Ripudiata dal padre, mamma era morta, Philomena viene rinchiusa in uno di quei conventi-prigione dove partorisce un bimbo e per riscattarsi deve lavorare, gratis, per quattro anni, domeniche comprese, perché le regole del santificare le feste lì non valgono. E il piccolo Anthony le viene strappato, venduto a una ricca famiglia americana. Ora Phil è una donna anziana, sposata e in preda a un rimpianto: non ha mai raccontato a nessuno quella vicenda. E il giorno del cinquantesimo compleanno di quel figlio perduto decide di volerlo ritrovare. Viene coinvolto un ex giornalista Bbc e portavoce governativo scaricato in nome della realpolitik (Martin Sixsmith che ha raccontato tutto in un libro). Lui non vuole scrivere di casi umani, dice «sono storie di persone stolide, vulnerabili e ignoranti» rivolte ai loro omologhi. Ma è disoccupato, una rivista è interessata e decide di dare una mano a se stesso e alla sempliciotta che non sa cogliere alcuna ironia. Inizia così un viaggio tra l’intellettuale spocchioso e la donna ricca solo di umanità e di fede, cattolica, nonostante tutto.

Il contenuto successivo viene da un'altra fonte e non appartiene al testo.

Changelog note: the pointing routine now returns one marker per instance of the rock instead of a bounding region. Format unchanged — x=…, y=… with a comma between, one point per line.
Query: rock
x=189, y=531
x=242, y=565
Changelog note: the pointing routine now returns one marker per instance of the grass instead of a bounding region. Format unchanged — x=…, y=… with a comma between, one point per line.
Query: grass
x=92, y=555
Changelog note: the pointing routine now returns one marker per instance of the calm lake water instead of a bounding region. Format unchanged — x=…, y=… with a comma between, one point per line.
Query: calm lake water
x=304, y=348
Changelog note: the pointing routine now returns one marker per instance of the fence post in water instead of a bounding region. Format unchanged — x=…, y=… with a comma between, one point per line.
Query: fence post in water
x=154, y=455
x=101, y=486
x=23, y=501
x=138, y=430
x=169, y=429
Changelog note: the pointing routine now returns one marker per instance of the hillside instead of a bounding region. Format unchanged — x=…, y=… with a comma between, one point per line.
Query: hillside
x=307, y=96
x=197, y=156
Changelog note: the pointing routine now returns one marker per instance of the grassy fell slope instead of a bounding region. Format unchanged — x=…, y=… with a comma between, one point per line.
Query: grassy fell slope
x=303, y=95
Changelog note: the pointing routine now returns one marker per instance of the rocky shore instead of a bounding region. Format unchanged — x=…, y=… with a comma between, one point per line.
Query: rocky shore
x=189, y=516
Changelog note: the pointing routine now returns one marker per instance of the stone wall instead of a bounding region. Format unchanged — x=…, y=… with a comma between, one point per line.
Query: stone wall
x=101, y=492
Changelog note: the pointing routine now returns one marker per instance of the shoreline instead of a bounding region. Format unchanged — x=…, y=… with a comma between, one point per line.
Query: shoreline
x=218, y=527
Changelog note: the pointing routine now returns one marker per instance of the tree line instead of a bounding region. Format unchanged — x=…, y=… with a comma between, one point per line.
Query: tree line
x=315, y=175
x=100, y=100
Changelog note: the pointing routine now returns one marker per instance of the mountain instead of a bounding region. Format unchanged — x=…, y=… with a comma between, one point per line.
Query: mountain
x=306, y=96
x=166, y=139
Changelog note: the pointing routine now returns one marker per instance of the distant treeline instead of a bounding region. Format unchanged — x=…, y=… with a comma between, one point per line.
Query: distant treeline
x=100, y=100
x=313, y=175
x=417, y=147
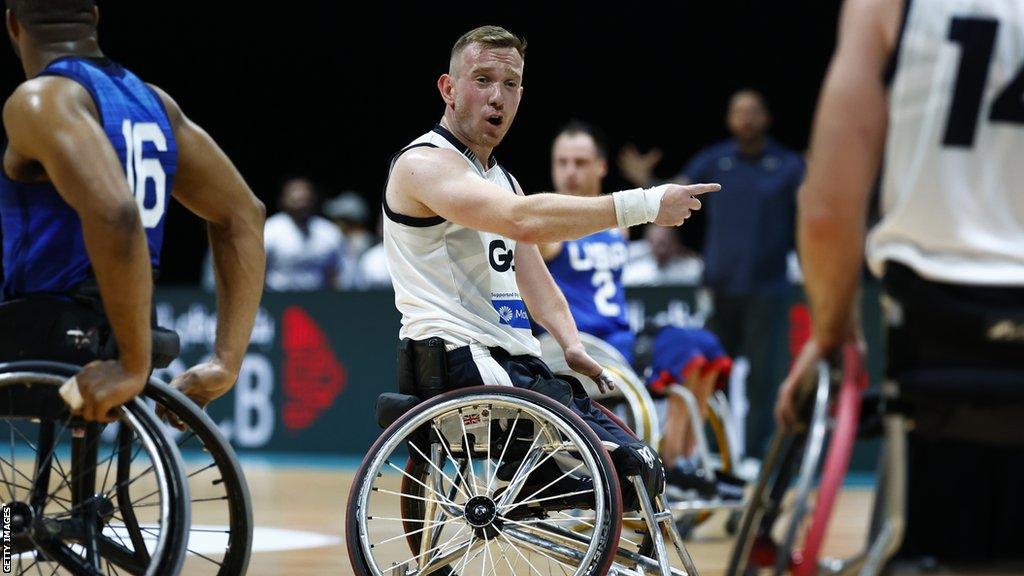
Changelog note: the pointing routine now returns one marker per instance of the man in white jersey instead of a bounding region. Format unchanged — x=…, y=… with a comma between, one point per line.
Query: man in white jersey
x=461, y=242
x=938, y=89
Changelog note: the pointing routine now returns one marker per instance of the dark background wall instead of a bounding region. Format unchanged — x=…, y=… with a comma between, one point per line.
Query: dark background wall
x=331, y=89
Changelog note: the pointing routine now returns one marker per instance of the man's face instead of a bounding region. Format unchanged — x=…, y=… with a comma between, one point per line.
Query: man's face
x=664, y=244
x=485, y=88
x=298, y=200
x=576, y=166
x=748, y=118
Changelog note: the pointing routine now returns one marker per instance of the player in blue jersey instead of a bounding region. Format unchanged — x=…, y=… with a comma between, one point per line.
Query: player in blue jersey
x=589, y=272
x=91, y=158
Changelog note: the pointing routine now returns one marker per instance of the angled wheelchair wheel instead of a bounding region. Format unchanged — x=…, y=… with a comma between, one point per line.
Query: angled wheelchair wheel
x=795, y=459
x=83, y=501
x=221, y=533
x=485, y=481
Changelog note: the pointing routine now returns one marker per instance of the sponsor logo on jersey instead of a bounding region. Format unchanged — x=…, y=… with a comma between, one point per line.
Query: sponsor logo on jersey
x=510, y=312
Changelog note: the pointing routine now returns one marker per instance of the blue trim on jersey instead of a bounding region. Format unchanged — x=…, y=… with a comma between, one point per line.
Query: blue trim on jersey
x=43, y=246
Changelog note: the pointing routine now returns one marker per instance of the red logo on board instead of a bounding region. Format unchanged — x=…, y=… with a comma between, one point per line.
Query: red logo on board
x=313, y=377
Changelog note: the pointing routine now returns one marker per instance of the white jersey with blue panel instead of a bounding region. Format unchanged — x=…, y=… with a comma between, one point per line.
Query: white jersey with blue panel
x=589, y=271
x=43, y=245
x=454, y=282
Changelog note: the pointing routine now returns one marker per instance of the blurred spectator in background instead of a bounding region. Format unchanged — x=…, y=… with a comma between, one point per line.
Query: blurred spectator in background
x=373, y=273
x=348, y=210
x=665, y=262
x=304, y=251
x=748, y=239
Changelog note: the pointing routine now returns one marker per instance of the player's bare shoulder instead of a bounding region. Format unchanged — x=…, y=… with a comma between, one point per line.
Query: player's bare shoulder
x=417, y=173
x=43, y=99
x=36, y=110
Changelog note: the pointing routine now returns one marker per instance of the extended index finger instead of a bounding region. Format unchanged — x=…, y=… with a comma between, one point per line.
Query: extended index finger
x=697, y=190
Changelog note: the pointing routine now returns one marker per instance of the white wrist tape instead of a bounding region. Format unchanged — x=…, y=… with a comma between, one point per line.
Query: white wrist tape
x=638, y=206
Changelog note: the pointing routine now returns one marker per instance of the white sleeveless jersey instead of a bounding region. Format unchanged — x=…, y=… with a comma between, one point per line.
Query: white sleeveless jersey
x=455, y=282
x=952, y=196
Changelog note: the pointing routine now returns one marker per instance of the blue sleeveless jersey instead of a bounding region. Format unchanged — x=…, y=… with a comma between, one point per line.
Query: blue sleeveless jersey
x=590, y=273
x=43, y=247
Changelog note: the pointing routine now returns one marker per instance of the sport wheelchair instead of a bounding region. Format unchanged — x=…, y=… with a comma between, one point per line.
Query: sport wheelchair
x=496, y=480
x=87, y=498
x=632, y=402
x=781, y=533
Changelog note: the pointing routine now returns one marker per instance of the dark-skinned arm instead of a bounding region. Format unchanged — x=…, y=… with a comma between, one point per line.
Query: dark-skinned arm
x=209, y=186
x=53, y=121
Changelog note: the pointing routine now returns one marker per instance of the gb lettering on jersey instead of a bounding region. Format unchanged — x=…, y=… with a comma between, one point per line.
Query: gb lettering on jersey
x=505, y=295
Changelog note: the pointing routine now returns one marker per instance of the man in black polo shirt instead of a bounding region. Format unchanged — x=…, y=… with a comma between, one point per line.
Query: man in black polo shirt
x=749, y=235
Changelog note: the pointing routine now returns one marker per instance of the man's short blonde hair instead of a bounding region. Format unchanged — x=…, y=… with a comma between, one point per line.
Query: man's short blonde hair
x=489, y=37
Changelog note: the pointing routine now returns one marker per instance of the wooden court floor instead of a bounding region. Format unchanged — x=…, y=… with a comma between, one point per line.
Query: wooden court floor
x=305, y=506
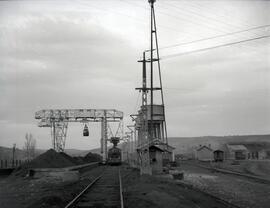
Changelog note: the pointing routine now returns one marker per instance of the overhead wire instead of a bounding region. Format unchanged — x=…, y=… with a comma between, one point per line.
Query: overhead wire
x=213, y=37
x=213, y=47
x=228, y=24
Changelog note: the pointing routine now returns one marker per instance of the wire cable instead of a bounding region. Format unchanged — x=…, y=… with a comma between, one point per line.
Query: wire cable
x=213, y=37
x=214, y=47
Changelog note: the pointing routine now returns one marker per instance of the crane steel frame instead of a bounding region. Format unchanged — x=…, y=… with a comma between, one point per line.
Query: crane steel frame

Ci sono film che non hanno alcuna intenzione di essere innovativi in termini di linguaggio. Non hanno bisogno di sperimentazioni, si basano su fatti concreti: una storia talmente ricca da sembrare inventata, due attori in stato di grazia (Judi Dench e Steve Coogan, anche sceneggiatore con Jeff Pope, nomen omen, e produttore) una sceneggiatura che bilancia magnificamente la drammaticità del racconto con dialoghi cesellati (l’ingenua Phil scopre che il figlio era gay quando in una foto lo vede con indosso una salopette) e un ritmo da azione filmica, molto più dirompente di tanti film d’azione. Così succede che Philomena si riveli un autentico trionfo, facendo più di un pensierino agli Oscar. Sarebbe un buon riscatto per Stephen Frears, geniaccio troppo spesso snobbato dalla critica più spocchiosa e da giurie distratte. Anche perché Philomena non è solo un fantastico racconto di vita vissuta che vede coinvolti Jane Russell, Ronald Reagan e il dio dei cattolici, ma un confronto intenso e ricco di implicazioni tra un intellettuale abituato a muoversi nei piani alti della vita senza davvero accorgersi di quel che succede là sotto e una persona vera capace di telefonare al suo «socio» per chiedergli se ha bisogno di un accappatoio perché nel lussuoso albergo dove la rivista li ha alloggiati gliene hanno messi due.

Stephen Frears si è augurato che il papa possa vedere il suo film, ecco, sarebbe bello che succedesse e senza voler dare la croce addosso a nessuno, facesse qualche riflessione su quanta cattiveria inutilmente punitiva sia stata messa in atto da rappresentanti del mondo cattolico, in epoche non poi così remote.